Gesù continua a dire: “Io sono il pane della vita”. Nessun’altra cosa chiamata pane arriva a saziare le aspirazioni dell’uomo e dell’umanità. La sua vita, se accolta in sè e con sè, porta alla vera sazietà. Lo vediamo, lo vedi anche tu. La persona che ama Gesù è in pace, ha capacità di trasmettere pace, riesce ad essere dolce e colma di tenerezza, disponibile e pronta a vedere bisogni e sofferenze degli altri. Tu, quando sei con Gesù, riesci a perdonare persino, anzi, trovi gioia nel donarti gratuitamente a chi soffre, cerchi le occasioni di spenderti per le persone più abbandonate. Quando vivi con Gesù non cerchi nulla per te, ma sei desideroso di creare comunione, di realizzare la gioia di chi ti circonda.
La manna mangiata dagli israeliti nel deserto, anche se dono di Dio, era solo un cibo per il corpo e non può competere col pane che dà vita interiore. Così tutte le varie realtà che tendono a soddisfare la sete di affetto, di amicizia, di cultura, di soddisfazione e autocompiacimento, non possono competere con Gesù, che realizza in noi la vita eterna, l’unione con il Padre, la santità vera.
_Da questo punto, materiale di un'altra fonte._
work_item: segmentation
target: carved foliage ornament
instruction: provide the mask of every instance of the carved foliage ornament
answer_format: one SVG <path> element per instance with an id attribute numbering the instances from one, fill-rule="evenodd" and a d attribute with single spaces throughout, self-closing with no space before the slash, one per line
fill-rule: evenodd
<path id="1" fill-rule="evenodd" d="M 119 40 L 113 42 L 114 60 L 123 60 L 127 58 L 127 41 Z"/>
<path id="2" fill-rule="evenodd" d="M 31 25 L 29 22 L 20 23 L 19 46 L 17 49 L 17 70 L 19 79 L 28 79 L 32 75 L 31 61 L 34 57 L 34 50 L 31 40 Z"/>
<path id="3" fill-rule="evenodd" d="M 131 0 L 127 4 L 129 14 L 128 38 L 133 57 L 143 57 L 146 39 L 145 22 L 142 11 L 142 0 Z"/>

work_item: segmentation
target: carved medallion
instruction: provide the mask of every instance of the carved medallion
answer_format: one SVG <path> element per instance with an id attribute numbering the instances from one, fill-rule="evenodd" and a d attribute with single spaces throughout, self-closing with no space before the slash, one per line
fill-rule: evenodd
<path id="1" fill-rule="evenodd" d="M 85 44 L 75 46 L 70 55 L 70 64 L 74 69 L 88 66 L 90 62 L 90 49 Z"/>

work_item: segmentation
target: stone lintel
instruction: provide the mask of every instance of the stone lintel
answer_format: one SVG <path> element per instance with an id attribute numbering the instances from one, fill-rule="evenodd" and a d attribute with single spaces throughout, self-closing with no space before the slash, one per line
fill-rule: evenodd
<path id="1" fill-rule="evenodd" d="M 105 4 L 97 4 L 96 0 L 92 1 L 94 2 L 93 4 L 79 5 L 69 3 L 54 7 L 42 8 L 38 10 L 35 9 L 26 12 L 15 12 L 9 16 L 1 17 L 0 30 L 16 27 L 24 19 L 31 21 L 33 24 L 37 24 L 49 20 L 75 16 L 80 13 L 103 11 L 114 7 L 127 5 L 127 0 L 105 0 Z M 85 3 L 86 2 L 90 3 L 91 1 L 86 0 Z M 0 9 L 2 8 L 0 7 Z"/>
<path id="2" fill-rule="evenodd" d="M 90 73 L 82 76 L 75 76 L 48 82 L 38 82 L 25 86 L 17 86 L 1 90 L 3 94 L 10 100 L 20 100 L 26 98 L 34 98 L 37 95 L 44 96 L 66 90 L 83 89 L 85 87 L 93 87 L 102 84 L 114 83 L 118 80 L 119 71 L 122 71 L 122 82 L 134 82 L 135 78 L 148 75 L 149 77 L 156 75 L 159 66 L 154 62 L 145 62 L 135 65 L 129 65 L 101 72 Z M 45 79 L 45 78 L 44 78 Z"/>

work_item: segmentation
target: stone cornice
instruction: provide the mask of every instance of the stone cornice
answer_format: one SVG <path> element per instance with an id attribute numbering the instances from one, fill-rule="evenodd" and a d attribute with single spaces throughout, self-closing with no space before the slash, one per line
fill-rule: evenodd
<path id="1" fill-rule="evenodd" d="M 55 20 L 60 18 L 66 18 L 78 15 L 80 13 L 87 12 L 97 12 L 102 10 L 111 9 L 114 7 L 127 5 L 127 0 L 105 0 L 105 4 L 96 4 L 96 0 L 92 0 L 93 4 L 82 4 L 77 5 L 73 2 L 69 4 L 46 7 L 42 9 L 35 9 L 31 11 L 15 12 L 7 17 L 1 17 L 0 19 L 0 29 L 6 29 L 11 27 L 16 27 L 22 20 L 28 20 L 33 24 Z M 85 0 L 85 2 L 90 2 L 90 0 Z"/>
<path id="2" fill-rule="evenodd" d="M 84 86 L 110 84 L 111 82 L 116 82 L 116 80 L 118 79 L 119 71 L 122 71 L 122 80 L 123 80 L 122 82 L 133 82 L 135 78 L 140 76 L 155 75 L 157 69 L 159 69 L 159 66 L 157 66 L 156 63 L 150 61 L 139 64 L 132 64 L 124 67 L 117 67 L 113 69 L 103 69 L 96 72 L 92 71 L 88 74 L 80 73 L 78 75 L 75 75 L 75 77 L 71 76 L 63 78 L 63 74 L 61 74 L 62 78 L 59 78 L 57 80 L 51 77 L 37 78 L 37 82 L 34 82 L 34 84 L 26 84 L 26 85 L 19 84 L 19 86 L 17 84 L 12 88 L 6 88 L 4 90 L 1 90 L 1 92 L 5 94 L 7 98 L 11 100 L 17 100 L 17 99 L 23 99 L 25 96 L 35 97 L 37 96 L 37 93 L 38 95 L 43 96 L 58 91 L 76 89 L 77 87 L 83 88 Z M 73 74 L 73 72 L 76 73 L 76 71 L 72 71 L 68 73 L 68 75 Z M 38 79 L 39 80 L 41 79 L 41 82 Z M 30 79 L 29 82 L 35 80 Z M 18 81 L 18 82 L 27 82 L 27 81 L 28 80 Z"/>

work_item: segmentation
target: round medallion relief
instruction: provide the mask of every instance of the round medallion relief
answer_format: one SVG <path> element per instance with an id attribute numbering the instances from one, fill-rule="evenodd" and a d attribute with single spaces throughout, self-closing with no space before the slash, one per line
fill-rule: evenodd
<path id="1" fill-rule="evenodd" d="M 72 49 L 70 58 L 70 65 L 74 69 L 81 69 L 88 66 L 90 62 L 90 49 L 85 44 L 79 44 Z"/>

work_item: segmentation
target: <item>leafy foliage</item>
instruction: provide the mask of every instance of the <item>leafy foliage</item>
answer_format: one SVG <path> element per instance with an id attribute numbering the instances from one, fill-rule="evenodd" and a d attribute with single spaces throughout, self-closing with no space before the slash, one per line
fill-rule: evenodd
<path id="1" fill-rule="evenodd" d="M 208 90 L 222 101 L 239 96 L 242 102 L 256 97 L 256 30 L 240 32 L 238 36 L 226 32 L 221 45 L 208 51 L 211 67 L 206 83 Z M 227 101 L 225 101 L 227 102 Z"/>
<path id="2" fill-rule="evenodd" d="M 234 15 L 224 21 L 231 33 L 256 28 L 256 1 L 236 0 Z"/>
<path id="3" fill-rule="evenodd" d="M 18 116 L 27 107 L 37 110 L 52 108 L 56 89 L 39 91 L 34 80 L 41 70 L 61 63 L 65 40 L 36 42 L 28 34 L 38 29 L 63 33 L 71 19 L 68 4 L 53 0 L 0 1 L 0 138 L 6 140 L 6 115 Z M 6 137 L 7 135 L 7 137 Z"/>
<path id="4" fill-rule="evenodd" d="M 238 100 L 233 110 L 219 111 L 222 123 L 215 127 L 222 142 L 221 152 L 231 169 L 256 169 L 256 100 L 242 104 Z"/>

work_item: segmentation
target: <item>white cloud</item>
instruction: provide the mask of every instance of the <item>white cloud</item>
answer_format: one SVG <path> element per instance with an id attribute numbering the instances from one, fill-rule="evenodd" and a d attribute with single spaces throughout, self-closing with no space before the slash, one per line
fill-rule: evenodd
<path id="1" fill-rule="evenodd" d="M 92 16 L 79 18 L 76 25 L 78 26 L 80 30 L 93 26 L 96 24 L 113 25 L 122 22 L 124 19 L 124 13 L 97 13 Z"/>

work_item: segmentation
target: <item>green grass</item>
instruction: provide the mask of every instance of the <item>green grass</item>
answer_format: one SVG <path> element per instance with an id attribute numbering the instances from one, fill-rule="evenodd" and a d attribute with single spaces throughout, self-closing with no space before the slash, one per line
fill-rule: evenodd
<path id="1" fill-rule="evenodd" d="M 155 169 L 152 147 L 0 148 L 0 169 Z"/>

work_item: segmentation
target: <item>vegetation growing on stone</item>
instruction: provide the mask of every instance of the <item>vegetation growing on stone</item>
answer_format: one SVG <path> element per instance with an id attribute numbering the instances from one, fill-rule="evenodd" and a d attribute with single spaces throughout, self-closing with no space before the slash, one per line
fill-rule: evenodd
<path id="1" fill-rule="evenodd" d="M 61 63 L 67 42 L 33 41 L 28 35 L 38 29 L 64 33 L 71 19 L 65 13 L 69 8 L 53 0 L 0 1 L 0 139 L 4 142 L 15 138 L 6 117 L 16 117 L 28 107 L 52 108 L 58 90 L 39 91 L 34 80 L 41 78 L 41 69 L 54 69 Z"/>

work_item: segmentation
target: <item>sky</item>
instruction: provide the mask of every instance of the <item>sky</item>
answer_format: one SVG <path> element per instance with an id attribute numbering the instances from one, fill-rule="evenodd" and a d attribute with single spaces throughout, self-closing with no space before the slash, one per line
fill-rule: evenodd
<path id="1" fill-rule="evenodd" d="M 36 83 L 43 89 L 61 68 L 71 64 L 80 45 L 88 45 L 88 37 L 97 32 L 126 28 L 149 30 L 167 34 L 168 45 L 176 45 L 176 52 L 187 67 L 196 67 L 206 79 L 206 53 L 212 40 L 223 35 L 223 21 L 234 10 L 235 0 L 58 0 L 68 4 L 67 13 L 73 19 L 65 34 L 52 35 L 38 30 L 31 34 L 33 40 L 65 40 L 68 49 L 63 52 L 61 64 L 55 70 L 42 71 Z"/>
“Io sono il pane vivo, disceso dal cielo”. È Gesù il pane che ci fa dimenticare di essere in fuga da situazioni di morte e ci fa iniziare un cammino verso Dio che ci attira a sè, cammino di speranza che ci avvicina al monte di Dio, e ci dà la certezza che proprio Dio ci vuole, e ci vuole adoperare come suoi servi per il suo regno di vita e di fraternità per gli uomini tutti. Ce lo riconferma anche San Paolo oggi: dobbiamo guardare a Gesù, al suo amore e alla sua offerta di sè, perché la nostra vita sia una ricchezza e un dono per gli uomini, libero dai frutti del male e dell’odio e pieno dei segni della presenza del Dio dell’amore e della pace.